= Arnold Ludwig Gotthilf Heller =

German anatomist and pathologist

Arnold Ludwig Gotthilf Heller (1 May 1840 – 1913) was a German anatomist and pathologist who was a native of Kleinheubach am Main, Bavaria.

He studied medicine at the Universities of Erlangen, Berlin and Leipzig, and as a student had as instructors Friedrich Albert von Zenker (1825-1898), Carl Ludwig (1816-1895) and Rudolf Virchow (1821-1902). In 1866 he received his medical doctorate, and in 1869 was habilitated at Erlangen. In 1872 he became professor of general pathology and pathological anatomy at the University of Kiel.

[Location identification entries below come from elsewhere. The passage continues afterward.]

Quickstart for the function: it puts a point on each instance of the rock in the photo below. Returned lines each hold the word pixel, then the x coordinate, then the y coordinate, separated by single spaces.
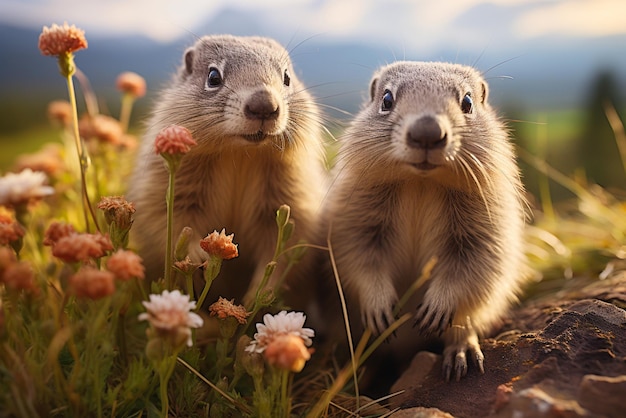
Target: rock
pixel 536 403
pixel 420 412
pixel 603 395
pixel 561 356
pixel 421 365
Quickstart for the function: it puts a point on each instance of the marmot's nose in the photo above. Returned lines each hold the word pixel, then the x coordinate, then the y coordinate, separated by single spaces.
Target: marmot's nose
pixel 426 133
pixel 262 105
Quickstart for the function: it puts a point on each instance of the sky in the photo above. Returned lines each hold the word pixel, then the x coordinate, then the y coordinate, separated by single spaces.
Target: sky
pixel 414 24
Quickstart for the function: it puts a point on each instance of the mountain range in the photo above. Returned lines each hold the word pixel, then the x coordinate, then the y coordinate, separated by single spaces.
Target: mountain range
pixel 537 76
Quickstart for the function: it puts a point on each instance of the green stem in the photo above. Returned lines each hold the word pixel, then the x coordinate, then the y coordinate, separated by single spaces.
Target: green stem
pixel 284 392
pixel 169 199
pixel 189 280
pixel 127 106
pixel 205 292
pixel 82 157
pixel 165 372
pixel 121 338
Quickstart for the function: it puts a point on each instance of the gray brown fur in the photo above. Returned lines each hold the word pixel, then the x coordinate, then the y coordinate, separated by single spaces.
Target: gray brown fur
pixel 424 179
pixel 259 146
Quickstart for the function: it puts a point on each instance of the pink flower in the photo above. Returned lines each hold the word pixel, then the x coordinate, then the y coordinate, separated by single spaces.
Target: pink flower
pixel 283 323
pixel 170 317
pixel 21 188
pixel 283 340
pixel 58 40
pixel 174 140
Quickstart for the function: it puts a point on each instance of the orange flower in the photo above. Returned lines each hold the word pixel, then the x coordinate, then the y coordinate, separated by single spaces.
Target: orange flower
pixel 58 40
pixel 220 245
pixel 117 209
pixel 91 283
pixel 80 247
pixel 225 308
pixel 132 84
pixel 7 258
pixel 101 127
pixel 20 276
pixel 287 352
pixel 60 111
pixel 126 265
pixel 174 140
pixel 56 231
pixel 9 229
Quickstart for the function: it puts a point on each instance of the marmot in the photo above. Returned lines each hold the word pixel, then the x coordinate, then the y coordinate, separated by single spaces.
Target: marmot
pixel 426 169
pixel 259 137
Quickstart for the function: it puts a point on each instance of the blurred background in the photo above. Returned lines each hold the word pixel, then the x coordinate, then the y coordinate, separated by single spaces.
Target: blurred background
pixel 553 66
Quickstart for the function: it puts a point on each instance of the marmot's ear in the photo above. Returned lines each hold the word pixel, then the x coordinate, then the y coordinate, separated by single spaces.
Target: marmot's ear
pixel 188 60
pixel 485 92
pixel 373 87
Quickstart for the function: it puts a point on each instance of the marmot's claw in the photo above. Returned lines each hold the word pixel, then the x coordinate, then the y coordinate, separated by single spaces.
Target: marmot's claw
pixel 459 342
pixel 432 322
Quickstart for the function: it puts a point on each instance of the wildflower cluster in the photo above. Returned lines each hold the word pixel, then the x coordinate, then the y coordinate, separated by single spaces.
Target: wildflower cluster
pixel 86 333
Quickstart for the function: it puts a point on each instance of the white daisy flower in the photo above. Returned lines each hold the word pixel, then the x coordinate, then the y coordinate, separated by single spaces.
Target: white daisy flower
pixel 279 325
pixel 19 188
pixel 169 314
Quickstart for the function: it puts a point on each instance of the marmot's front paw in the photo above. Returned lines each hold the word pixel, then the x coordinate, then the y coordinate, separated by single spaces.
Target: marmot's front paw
pixel 461 340
pixel 377 314
pixel 433 318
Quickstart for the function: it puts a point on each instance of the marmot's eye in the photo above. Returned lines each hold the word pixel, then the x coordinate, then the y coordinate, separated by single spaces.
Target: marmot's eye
pixel 387 101
pixel 214 79
pixel 467 105
pixel 286 78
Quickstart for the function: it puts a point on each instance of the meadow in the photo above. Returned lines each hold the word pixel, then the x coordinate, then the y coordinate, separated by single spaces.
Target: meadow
pixel 82 334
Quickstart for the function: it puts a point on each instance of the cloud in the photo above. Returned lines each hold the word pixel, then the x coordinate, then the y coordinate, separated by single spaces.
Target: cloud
pixel 578 18
pixel 415 24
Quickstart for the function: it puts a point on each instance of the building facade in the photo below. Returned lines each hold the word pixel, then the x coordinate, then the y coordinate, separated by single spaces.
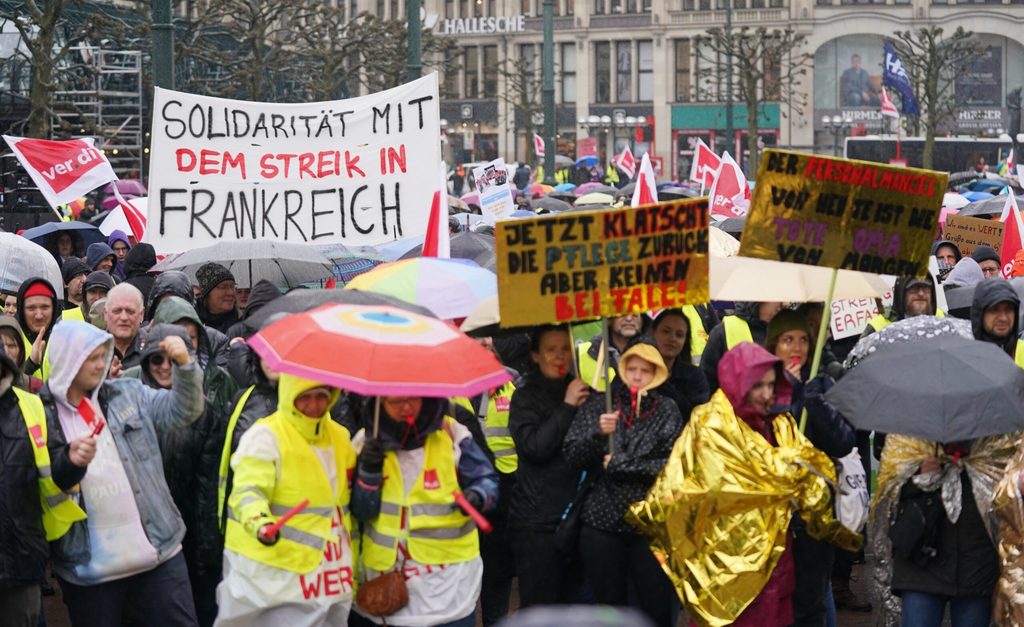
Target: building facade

In 1899 Heller proved that syphilis was a cause of aortic aneurysm, and with his assistant Karl Gottfried Paul Döhle (1855-1928), he described syphilitic aortitis, a condition sometimes referred to as "Döhle-Heller syndrome".

In 1869 he demonstrated how lymph propulsion takes place in the lymph vessels.

== Associated eponym ==
- Heller's plexus: Plexus of small arteries in the intestinal wall.
== Selected writings ==
- Über selbständige rhytmische Contractionen der Lymphgefässe. Centralblatt für die medicinischen Wissenschaften, Berlin, 1869.
- Strictur der Pulmonalarterie. Virchow's Archiv für pathologische Anatomie und Physiologie und für klinische Medizin, Berlin. 1870.
- Ueber die syphilitische Aortitis und ihre Bedeutung für die Entstehung von Aneurysmen. Verhandlungen der deutschen pathologischen Gesellschaft, Stuttgart, 1900, page 346.